Flight cancelled or delayed? New 2005 rules on compensation and assistance are good news for passengers
Many people have experienced the frustration and inconvenience caused when a flight is delayed, cancelled, or through overbooking, they have been denied a seat. To combat this, on 17 February 2005, the EU brought into force Regulation (EC) No 261/2004 (OJ L046, 17/2/2004, 1) which establishes a directly effective non-derogable set of rules providing compensation, assistance and re-imbursement to passengers where these circumstances occur. The new regime represents a significant step forward for passenger protection, superseding the previous, more limited protection under Regulation (EEC) No 295/91 (OJ L038, 8/2/1991, 5) and improving upon the Montreal Convention 1999.
Which flights are covered?
The new Regulation covers passengers on flights departing from airports within the EU or arriving in the EU from elsewhere if the air carrier is a community carrier, unless the passenger received assistance, benefits or compensation before departure. The passenger must have a confirmed reservation and have presented himself at check-in (unless the flight is cancelled). While those on frequent flyer tickets are covered, those travelling free of charge or on deals unavailable to the public are not. Package holidays are not covered unless the flight is cancelled.
Type of flight
Whether it is cancellation, delay or overbooking, the extent of a passenger’s rights depends upon the category the flight falls into. All flights of 1,500km or less are category (a). Category (b) covers all flights inside the EU of more than 1,500km and all other flights between 1,500km and 3,000km. All flights not falling within (a) or (b), come within category (c).

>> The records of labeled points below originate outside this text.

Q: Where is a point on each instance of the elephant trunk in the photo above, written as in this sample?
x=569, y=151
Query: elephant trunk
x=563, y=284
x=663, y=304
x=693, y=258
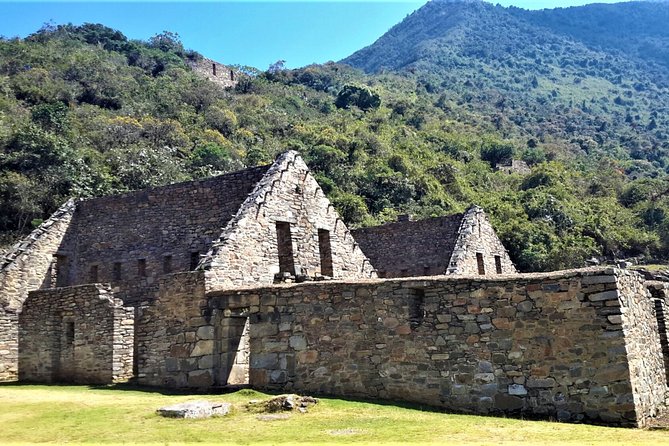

Denied boarding due to overbooking
The new rules require that where a carrier reasonably expects to deny boarding to some of its passengers, it first has to call for volunteers willing to surrender their reservations. Anyone willing to do so may exchange their reservation for whatever benefits they can agree with the carrier, on top of the assistance set out below.
Should insufficient volunteers come forward, the carrier may begin refusing to board some passengers. Those unfortunate enough to be ‘bumped off’ a flight involuntarily become entitled to:
Those who hoped to be on a short flight (category (a) flights) get €250 (£180), those wanting to go a bit further (category (b) flights) get €400 (£285), while those in category (c) get €600 (£430). However, these amounts are halved if the carrier is able to fly the passenger to his final destination within two hours (category (a)), three hours (category (b)) or four hours (category (c)) of the scheduled arrival time.
(2) Right to reimbursement or re-routing
Passengers must be offered the choice between: (i) reimbursement of the full cost of the ticket for any part of the journey not made or which no longer serves any purpose, and if relevant, a flight to their starting point at the earliest opportunity; or (ii) re-routing to the final destination at the earliest opportunity, or at a later date at the passenger’s convenience (subject to availability).
(3) Right to assistance/care
Those denied boarding (whether voluntarily or not) are entitled to certain types of free assistance, depending on what is reasonable and necessary. While waiting, passengers are entitled to reasonable meals and refreshments and, where an overnight stay becomes necessary, hotel accommodation with any necessary transportation to and from the hotel. Passengers also get two free telephone calls, emails or similar electronic communication.